天然醸造の味噌について説明する渡辺さん(山形屋商店)©葉上太郎

受賞をきっかけに相馬に新たな食文化の風を

「今回の受賞は私一人の力ではありません。支えてくれたお客さん、勉強会で励まし合った醤油蔵などの仲間。チーム福島で受賞したようなものだと感じています。ならば造れるだけ造り続けるしかない」と渡辺さんは決意を口にする。

 蔵を直す資金は相変わらずない。

 石蔵など四つの蔵のうち二つは今にも倒壊しそうなので、早急に壊さなければならない。残る二つも歪んだり、壁が落ちたりして全壊状態ではあるものの、自力で補修して残せば、醸造が続けられるのではないかと考えた。材料は購入して、作業は渡辺さん、42歳の従業員、蔵の面倒を長年見てくれている80歳の大工、78歳の渡辺さんの実父の計4人で行う。崩れた瓦は積み直し、雨漏りのするトタン屋根は補修剤やペンキを塗り直した。
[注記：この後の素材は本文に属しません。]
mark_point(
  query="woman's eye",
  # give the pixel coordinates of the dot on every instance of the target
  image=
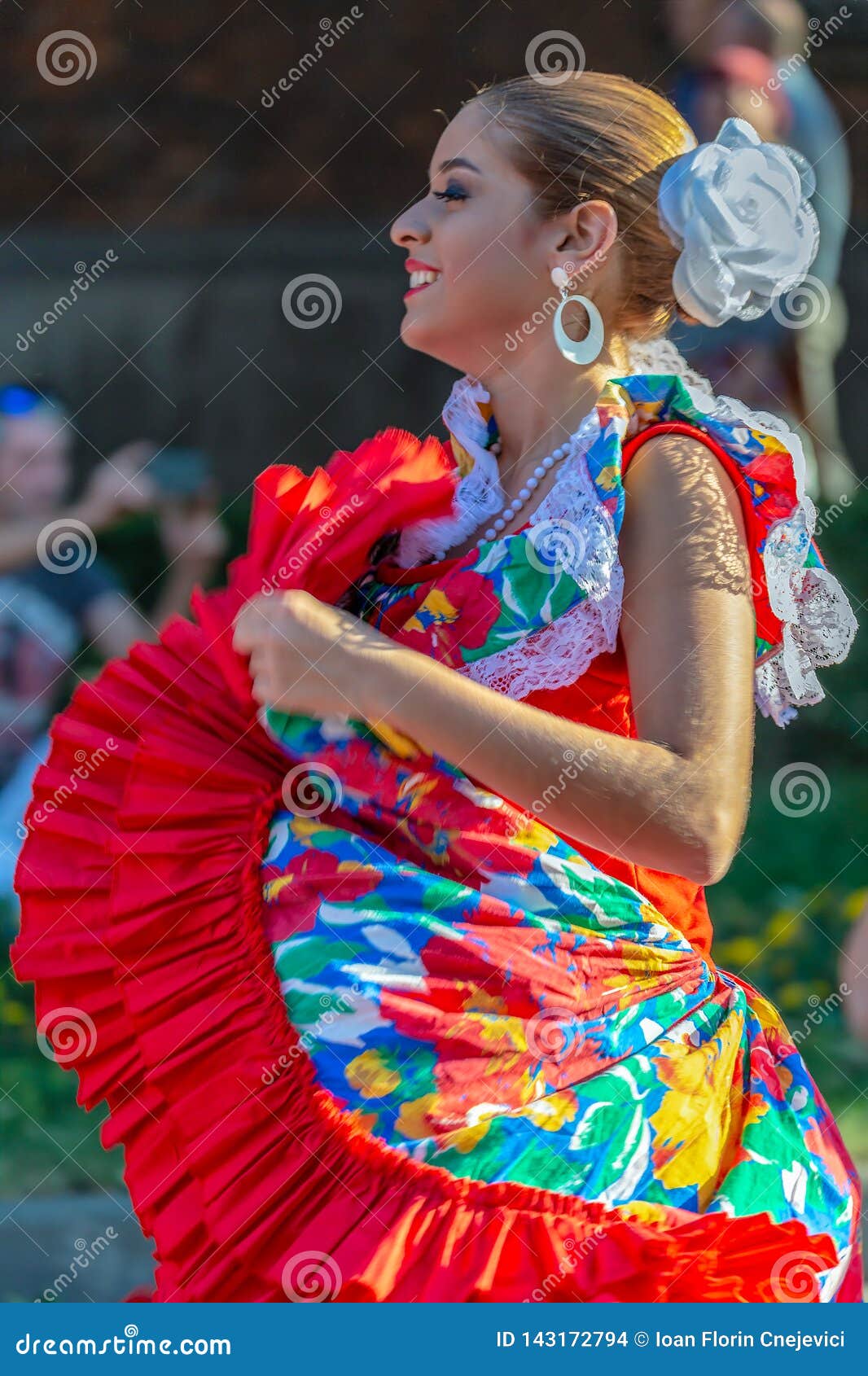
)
(453, 193)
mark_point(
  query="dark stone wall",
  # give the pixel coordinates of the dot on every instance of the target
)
(213, 199)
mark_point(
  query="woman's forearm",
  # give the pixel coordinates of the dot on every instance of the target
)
(626, 797)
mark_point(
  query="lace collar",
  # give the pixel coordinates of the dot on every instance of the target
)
(806, 616)
(479, 493)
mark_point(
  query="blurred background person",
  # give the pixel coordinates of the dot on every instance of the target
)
(752, 61)
(58, 594)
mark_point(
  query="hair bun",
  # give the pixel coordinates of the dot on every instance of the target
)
(739, 211)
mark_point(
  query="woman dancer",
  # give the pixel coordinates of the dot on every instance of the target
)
(380, 927)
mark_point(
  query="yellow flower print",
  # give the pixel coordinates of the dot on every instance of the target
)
(478, 1001)
(531, 833)
(464, 1138)
(698, 1123)
(413, 1118)
(552, 1112)
(370, 1075)
(438, 607)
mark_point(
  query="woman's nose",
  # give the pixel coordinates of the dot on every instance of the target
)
(409, 229)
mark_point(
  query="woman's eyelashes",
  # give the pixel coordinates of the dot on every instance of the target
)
(453, 193)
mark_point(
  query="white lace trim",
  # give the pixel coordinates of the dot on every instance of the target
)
(571, 518)
(478, 494)
(816, 616)
(818, 620)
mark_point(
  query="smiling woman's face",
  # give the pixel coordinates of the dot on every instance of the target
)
(480, 233)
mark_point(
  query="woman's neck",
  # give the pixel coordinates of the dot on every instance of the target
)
(538, 402)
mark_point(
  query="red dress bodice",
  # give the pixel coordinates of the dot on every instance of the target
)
(600, 698)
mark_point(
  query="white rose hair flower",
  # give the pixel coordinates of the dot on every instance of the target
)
(739, 211)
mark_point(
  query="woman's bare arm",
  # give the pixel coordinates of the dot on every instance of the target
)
(676, 799)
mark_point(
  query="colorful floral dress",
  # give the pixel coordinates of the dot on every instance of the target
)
(450, 1056)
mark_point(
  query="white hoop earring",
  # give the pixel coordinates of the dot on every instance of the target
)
(578, 351)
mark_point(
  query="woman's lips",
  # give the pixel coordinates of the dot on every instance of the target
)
(417, 269)
(414, 291)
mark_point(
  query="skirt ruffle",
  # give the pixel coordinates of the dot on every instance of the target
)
(142, 931)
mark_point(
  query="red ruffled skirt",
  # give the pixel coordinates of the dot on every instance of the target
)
(142, 931)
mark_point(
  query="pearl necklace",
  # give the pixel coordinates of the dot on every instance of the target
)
(518, 502)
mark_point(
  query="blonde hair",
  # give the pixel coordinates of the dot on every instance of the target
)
(596, 135)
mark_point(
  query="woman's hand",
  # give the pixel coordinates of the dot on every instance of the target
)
(309, 656)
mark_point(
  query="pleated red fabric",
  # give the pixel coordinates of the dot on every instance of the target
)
(142, 907)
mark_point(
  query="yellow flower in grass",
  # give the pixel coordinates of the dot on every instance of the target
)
(371, 1076)
(740, 949)
(854, 905)
(783, 927)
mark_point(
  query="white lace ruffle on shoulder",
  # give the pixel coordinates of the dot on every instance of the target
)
(816, 616)
(818, 620)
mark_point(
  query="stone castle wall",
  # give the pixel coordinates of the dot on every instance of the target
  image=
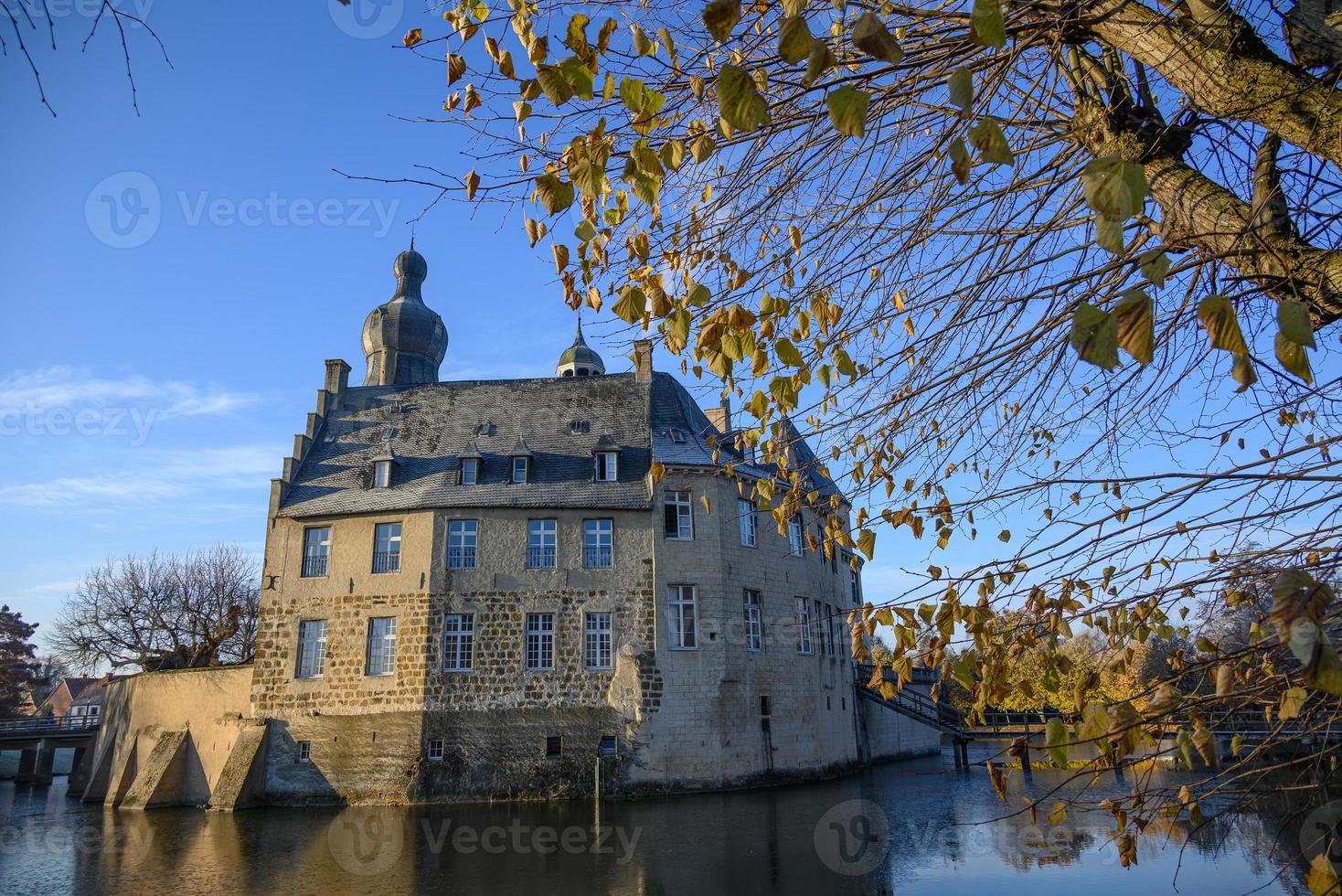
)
(713, 729)
(367, 735)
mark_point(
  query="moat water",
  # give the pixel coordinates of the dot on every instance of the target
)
(906, 827)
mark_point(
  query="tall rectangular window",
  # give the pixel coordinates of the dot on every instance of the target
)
(461, 543)
(803, 626)
(539, 641)
(819, 625)
(746, 520)
(679, 516)
(596, 641)
(312, 648)
(796, 539)
(681, 603)
(458, 641)
(597, 543)
(317, 550)
(754, 620)
(387, 548)
(539, 543)
(381, 645)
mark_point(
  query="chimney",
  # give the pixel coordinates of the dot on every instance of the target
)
(337, 376)
(721, 417)
(643, 359)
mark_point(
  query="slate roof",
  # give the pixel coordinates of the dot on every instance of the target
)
(431, 425)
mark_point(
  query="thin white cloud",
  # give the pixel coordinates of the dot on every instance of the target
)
(158, 478)
(68, 387)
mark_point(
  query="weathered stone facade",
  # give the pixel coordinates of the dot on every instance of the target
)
(679, 691)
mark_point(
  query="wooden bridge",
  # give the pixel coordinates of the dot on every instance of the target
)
(914, 704)
(37, 740)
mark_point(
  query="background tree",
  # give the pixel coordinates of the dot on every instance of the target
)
(17, 663)
(161, 612)
(929, 232)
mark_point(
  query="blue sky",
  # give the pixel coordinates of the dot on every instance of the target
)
(175, 279)
(149, 390)
(172, 281)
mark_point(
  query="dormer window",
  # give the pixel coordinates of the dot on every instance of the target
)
(521, 456)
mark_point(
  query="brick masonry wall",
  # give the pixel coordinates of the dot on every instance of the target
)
(710, 729)
(681, 718)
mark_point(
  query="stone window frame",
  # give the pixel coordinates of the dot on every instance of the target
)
(610, 562)
(676, 611)
(555, 546)
(746, 523)
(612, 473)
(796, 536)
(854, 581)
(304, 571)
(829, 629)
(803, 621)
(464, 634)
(754, 620)
(817, 628)
(381, 474)
(474, 546)
(541, 637)
(320, 644)
(398, 539)
(588, 632)
(387, 652)
(683, 514)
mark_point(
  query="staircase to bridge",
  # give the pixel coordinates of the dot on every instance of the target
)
(37, 738)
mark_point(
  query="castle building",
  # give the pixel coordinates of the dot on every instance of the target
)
(482, 589)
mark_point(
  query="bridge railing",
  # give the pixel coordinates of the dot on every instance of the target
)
(48, 724)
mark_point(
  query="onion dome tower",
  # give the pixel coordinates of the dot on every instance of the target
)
(404, 339)
(579, 359)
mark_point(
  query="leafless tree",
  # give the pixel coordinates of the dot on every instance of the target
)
(928, 232)
(161, 612)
80歳の大工が屋根のトタンを塗っていた(山形屋商店)©葉上太郎

「地震でまた壊れるかもしれません。でも、壊れたらまた自分達で直して、やれるだけやってみようと思っています」。渡辺さんは迷いが吹っ切れた顔付きになっていた。

 むしろ、「うすくち」の受賞で、相馬の食文化に新しい風を吹かせられるのではないかと感じている。

「常磐ものと言われ、相馬沖で獲れる白身の魚にはうすくち醤油がよく合います。ヒラメやホッキ貝が代表例でしょう。これまではカレイの煮つけなど、こいくちでしっかり味付けをした料理が相馬の味でした。今後は素材の味を引き出すうすくち醤油で、相馬の魚の新たな魅力も知ってもらう。それが誘客に結びつけば、地震からの復興に寄与できるだけでなく、汚染処理水の放出による風評被害に対抗する手段になるかもしれません」

 受賞は山形屋商店だけではなく、疲弊し消沈した相馬のまちにとっても、次への切り札になり得る。